しかも、あの肉ブロックは大きく、いったい何人前に相当するのでしょうか。想定外でした。
さて、ガルディスとソニアちゃんも戻ってきました。残念ながら彼らに勝ち目はないので、私は余り気になりません。
実際に彼らが持っているのはザル1つ分の食材くらい。それもどこかで拾ってきた食べ残しのように見えます。
ソニアちゃんの顔が曇っていました。
「ソニアちゃん、大丈夫? 何もされなかった?」
「情けなかった……」
もう泣く一歩手前ですね。
「ガルディス、何をしていたのですか?」
「あぁ。道端に座ってザルを置いておくと恵んでくれるんだぜ」
物乞いか……。
「ガキが独りでお腹空いたって呟くだけで、こんなにだぜ」
しかも、ソニアちゃん独りでさせたのか、なんて悪どい!
「それに見てくれ、ボス! 料理を作ってくれるってヤツまで来てくれたんだぜ! 料理人だぜ!」
その単語に私もアデリーナ様もショーメ先生も真剣な眼差しでガルディスの背後に隠れていた者に注目します。
もしかしたら、料理人フローレンス! 隣国にいるはずで、ここには居ないと分かっているのに、私達は警戒したのです!
でも、その人の魔力量は……うん、大したことない。こいつは巫女長から分裂したヤツじゃなさそうです。良かったです。

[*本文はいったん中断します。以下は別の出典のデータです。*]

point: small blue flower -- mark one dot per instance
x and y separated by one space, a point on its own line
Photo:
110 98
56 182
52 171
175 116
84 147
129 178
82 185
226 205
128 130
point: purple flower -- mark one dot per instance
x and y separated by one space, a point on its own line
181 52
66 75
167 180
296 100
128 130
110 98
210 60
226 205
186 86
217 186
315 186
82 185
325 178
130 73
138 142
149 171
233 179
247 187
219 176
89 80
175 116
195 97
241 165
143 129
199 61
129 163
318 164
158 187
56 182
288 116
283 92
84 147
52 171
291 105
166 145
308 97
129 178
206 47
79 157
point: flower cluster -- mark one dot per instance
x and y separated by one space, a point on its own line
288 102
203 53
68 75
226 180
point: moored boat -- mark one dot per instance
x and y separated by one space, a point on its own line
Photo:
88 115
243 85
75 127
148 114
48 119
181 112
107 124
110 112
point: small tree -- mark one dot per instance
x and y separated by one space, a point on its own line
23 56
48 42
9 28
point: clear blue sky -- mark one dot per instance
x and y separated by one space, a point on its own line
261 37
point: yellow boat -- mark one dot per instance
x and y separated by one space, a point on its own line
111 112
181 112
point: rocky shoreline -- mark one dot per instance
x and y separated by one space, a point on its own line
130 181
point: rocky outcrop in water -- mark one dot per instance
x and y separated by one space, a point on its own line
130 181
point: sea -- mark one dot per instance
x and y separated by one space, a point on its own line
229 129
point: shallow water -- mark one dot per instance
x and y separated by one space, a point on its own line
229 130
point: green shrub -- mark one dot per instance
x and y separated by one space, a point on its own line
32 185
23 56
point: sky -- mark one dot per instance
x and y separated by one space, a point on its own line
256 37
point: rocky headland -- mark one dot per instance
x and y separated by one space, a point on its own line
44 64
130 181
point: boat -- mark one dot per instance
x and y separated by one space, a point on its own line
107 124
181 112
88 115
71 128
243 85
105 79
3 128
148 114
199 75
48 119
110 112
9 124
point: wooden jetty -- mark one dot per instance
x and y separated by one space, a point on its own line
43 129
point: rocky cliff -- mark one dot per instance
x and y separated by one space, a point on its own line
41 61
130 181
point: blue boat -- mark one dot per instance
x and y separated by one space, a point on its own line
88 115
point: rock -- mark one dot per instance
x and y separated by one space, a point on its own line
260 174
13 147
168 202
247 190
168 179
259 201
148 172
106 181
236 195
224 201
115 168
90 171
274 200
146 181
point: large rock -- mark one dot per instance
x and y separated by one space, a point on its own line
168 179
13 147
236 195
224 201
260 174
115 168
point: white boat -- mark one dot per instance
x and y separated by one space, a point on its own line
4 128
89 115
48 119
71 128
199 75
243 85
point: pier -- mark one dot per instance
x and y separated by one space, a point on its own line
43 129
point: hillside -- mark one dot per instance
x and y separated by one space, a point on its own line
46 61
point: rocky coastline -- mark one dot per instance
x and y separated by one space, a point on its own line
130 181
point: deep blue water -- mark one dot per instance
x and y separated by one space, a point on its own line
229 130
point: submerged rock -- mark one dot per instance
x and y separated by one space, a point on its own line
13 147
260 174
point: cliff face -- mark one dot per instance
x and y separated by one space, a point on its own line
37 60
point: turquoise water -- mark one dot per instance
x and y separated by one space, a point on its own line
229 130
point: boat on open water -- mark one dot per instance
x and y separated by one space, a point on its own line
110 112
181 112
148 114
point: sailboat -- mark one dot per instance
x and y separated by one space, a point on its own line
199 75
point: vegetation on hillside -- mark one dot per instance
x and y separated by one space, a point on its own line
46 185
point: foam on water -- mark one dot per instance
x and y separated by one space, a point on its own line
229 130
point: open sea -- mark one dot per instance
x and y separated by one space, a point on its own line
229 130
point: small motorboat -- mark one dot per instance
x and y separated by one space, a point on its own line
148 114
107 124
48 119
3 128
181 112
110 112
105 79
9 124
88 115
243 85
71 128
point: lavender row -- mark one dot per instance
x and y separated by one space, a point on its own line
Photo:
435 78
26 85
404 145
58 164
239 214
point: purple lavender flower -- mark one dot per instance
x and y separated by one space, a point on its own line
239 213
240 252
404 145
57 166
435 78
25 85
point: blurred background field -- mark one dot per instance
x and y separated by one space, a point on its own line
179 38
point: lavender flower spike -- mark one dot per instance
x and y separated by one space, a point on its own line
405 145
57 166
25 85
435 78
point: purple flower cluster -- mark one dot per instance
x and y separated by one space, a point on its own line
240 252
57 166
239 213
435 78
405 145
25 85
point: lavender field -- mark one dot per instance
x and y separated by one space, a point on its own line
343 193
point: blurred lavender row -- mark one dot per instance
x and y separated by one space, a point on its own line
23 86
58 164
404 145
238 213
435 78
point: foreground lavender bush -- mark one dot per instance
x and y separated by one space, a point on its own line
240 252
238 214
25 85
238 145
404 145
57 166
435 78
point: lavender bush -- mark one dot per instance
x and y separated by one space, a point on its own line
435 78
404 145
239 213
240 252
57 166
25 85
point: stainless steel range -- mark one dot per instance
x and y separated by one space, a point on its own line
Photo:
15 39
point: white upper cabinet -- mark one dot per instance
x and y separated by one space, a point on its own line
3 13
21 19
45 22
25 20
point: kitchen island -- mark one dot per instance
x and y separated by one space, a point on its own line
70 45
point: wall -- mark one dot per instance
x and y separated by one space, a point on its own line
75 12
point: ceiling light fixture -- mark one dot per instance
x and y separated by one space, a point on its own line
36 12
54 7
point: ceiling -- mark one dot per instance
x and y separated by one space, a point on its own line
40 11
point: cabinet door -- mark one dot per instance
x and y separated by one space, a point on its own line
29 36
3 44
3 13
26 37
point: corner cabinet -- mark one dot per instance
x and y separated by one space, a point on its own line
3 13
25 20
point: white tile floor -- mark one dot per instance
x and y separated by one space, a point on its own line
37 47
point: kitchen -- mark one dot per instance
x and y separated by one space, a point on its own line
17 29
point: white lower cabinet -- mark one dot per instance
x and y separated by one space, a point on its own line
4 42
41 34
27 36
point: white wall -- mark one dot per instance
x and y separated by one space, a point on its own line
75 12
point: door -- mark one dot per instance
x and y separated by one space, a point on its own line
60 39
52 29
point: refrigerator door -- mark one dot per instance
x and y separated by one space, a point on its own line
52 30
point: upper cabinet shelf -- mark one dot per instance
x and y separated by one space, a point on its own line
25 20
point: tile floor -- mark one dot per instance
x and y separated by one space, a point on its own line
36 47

「ショーメ先生、助っ人はルール違反になりますかね?」
「それは規定しませんでしたから、大丈夫でしょうね」
ショーメ先生も警戒を解いていました。私と同じ結論ですね。
うん、料理人と女性ってところだけが共通点でしたもの。この人、デンジャラスさんより歳の行った、人の良さそうなおばさんです。
「あー、メリナさん! 吹き零れました!」
なっ! 釜の外側を垂れる汁がジュージューと音を立てています。
「アデリーナ様! 薪を何本か外して下さい!」
「分かってます。誰に命令しているので御座いますか」
なら、私に声を掛けるなよ。
「それよりもメリナさん、黒い泡がいっぱいなのですが、食材が悪いんじゃないですか?」
言われて釜を覗くと、確かに変な色の泡がボコボコしています。
「たぶん、灰汁ってヤツですよ」
「灰汁? 聞いたことはありますが、これが灰汁……。汚いわね。メリナさん、除去しなさい。その様にすると聞いたことが御座います」
「えっ、でも、掬うものがないですよ」
「手でなさいなさい」
「本気ですか!? 大火傷しますよ! 一応の確認ですが、ショーメ先生、回復魔法は有りですか?」
「無しですよ。魔法は禁止。あと、アデリーナ様の剣を出すのも反則です」
「大丈夫で御座います、メリナさん。貴女なら、ちょっとした火傷くらいなら、夕暮れまで我慢できると私は信じております」
「普段は信じないクセに、無理、無理! 道具を使わせてください!」
そんな会話をしていたら、料理人の方が板を使って器用に灰汁を取ってくれました。
やっぱり、この人は見た目通りにとても良い人です。